Kuwait upholds death sentence for mosque blast ringleader

Kuwait upholds death sentence for mosque blast ringleader
In this June 27, 2015 file photo, mourners pray over the bodies of the victims of the Al-Imam Al-Sadeq mosque bombing during a mass funeral at Jaafari cemetery in Kuwait City. Kuwait’s supreme court on Monday upheld the death sentence handed down to the main convict in the bombing that killed 26 people. (AFP file photo)
Updated 30 May 2016

Kuwait upholds death sentence for mosque blast ringleader

Kuwait upholds death sentence for mosque blast ringleader

KUWAIT CITY: Kuwait’s supreme court on Monday upheld the death sentence handed down to the main convict in the Daesh group bombing of a Shiite mosque that killed 26 people. Some 227 others were wounded in one of the country's worst bombings and its first ever on a mosque.
The court confirmed the sentence of capital punishment passed on Abdulrahman Sabah Saud, a stateless man who drove the Saudi suicide bomber to the mosque in June last year.
The court also upheld jail terms of between two and 15 years for eight people, including four women, and acquitted 15 others including three women.
The court did not hear the appeals of five others — four Saudis and a stateless man — who had been sentenced to death in absentia by a lower court.
Under Kuwaiti law, sentences issued in absentia are not reviewed by higher courts until those convicted appear in person.
The four Saudi men still at large include two brothers who smuggled the explosives belt used in the attack into Kuwait from Saudi Arabia.

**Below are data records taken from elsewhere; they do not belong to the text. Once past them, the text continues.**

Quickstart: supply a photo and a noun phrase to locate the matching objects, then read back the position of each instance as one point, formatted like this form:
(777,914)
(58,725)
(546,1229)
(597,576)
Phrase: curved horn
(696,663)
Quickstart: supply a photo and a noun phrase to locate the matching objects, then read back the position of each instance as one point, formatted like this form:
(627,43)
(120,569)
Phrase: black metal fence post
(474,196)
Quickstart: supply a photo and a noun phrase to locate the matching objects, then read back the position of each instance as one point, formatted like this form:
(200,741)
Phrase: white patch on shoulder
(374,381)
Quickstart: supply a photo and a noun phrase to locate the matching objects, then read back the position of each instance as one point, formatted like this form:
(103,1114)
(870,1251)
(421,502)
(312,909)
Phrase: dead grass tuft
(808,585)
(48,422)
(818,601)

The fifth man is a stateless Arab.
Twenty-nine defendants, including seven women, had been charged with helping the suicide bomber attack a Shiite mosque in the capital, which was the bloodiest in Kuwait’s history.

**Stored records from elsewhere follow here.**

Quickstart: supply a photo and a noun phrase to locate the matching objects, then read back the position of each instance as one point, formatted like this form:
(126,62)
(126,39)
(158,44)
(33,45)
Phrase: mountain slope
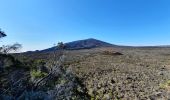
(83,44)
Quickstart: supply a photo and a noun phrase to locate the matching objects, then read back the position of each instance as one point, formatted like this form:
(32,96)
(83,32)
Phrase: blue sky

A Daesh-affiliated group calling itself Najd Province claimed the bombing as well as suicide attacks on two Shiite mosques in Saudi Arabia in May last year.

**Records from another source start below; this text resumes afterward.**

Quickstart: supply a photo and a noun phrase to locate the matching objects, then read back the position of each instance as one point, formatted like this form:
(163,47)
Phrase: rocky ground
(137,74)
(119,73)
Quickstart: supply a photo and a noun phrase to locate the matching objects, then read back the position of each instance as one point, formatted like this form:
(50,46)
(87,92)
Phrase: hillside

Najd is the central region of Saudi Arabia.
The Sunni extremists of Daesh consider Shiites to be heretics and have repeatedly attacked Shiite targets in the region.
In addition to driving the suicide bomber, Saud was also charged with bringing the explosives belt from a site near the border and aiding the bomber.
At his initial trial, Saud confessed to most charges, but later denied them all in the appeals and supreme courts.
The death penalty in Kuwait is carried out by hanging, and to be implemented it requires the approval of the Gulf state’s ruler.
Among the supreme court’s main verdicts on Monday, the court upheld the commutation of the death sentence for the alleged Daesh leader in Kuwait, Fahad Farraj Muhareb, to 15 years in prison.
It also upheld the acquittal of Jarrah Nimer, owner of the car used to transport the bomber.
Courts in Kuwait have previously handed down several verdicts against Daesh supporters and financiers.